HSI has targeted sixteen priority countries for the campaign – Brazil, Canada, Chile, Mexico, South Africa, and 10 Southeast Asian nations. Partner organisations, the Humane Society of the United States and Humane Society Legislative Fund, aim to influence legislation in the US. The organisation is concerned that even cruelty-free cosmetics are in jeopardy if chemical safety legislation continues to demand new animal tests for chemical ingredients used exclusively in cosmetics. It wants test bans in place and robustly defended to prevent this from happening. More than 2,000 “cruelty-free” beauty brands are available worldwide, including Lush, Garnier, Dove, Herbal Essences and H&M.
Ricky Gervais commented, “Animal testing just makes me angry. There’s no justification for dripping chemicals in rabbits’ eyes or force-feeding them to rats just to make lipsticks and shampoo. Science has evolved enough to give us non-animal solutions to end this terrible cruelty—it’s time for our humanity to catch up.”
The campaign background:
- The European Union banned all animal testing for cosmetics in 2013, yet today this celebrated precedent is being undermined by European Chemicals Agency demands that companies perform new animal tests on chemicals used exclusively in cosmetics.
- In some parts of the world, rabbits like Ralph are locked in neck restraints and have cosmetic products and ingredients dripped in their eye and on to the shaved skin on their back.
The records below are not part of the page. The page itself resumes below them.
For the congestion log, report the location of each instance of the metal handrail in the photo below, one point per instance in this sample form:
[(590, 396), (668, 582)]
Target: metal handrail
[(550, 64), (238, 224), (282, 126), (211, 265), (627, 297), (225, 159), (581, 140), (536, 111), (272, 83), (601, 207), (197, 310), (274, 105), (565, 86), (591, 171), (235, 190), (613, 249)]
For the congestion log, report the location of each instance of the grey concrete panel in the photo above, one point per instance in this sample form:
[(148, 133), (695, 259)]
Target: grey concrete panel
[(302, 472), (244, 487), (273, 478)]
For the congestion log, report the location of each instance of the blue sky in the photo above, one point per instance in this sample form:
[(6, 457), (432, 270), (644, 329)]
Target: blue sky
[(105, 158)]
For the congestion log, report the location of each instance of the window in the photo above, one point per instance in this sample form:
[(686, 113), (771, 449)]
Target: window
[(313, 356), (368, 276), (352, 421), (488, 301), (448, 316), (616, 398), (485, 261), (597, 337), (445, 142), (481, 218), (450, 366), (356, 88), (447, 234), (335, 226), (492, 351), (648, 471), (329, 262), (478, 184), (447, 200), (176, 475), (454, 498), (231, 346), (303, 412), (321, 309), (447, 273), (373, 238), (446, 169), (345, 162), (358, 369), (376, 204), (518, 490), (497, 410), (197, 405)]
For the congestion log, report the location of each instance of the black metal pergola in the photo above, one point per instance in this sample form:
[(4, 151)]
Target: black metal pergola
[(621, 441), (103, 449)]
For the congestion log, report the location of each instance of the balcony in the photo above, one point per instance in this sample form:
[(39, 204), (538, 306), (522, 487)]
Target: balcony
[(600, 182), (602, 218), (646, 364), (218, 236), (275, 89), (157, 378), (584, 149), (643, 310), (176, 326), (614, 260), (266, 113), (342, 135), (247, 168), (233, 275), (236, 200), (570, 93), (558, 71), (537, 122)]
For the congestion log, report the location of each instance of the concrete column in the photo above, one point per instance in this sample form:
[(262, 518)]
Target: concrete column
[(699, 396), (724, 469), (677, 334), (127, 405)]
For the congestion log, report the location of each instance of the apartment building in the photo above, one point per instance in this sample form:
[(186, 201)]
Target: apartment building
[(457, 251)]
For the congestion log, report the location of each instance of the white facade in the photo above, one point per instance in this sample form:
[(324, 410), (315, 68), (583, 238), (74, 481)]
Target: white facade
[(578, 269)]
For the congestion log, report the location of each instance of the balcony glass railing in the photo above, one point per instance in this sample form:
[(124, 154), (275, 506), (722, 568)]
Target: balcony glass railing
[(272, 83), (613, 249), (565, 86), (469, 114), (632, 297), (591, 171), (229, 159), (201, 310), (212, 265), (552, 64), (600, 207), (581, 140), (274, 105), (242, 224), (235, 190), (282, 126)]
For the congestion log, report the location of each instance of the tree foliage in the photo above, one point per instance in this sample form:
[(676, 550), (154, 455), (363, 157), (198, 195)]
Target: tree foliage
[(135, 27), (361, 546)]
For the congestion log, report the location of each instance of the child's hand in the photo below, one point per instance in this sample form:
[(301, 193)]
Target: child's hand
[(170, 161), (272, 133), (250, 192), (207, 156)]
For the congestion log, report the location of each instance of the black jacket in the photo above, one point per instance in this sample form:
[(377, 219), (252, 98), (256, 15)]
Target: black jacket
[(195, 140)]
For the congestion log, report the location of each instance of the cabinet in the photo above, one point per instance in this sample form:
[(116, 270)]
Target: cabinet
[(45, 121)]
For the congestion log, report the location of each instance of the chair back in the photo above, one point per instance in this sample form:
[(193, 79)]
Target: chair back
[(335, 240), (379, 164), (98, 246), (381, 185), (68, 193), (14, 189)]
Guinea pigs and mice have the chemicals spread on their shaved skin or on their ears. None of these animals are given pain relief, and all of them will be killed at the end.
- Cosmetic testing on animals is officially already banned in 40 countries. HSI and partners were instrumental in securing bans in India, Taiwan, New Zealand, South Korea, Guatemala, Australia and 10 states in Brazil. Such testing is also banned in Turkey, Israel, Norway, Iceland, Switzerland, and in the US states of California, Illinois, Nevada and Virginia. Five other US states – New Jersey, Maryland, Rhode Island, Hawaii and New York – are now considering similar bills to end animal testing of cosmetics, and a federal bill called the Humane Cosmetics Act is anticipated to be reintroduced in Congress this year.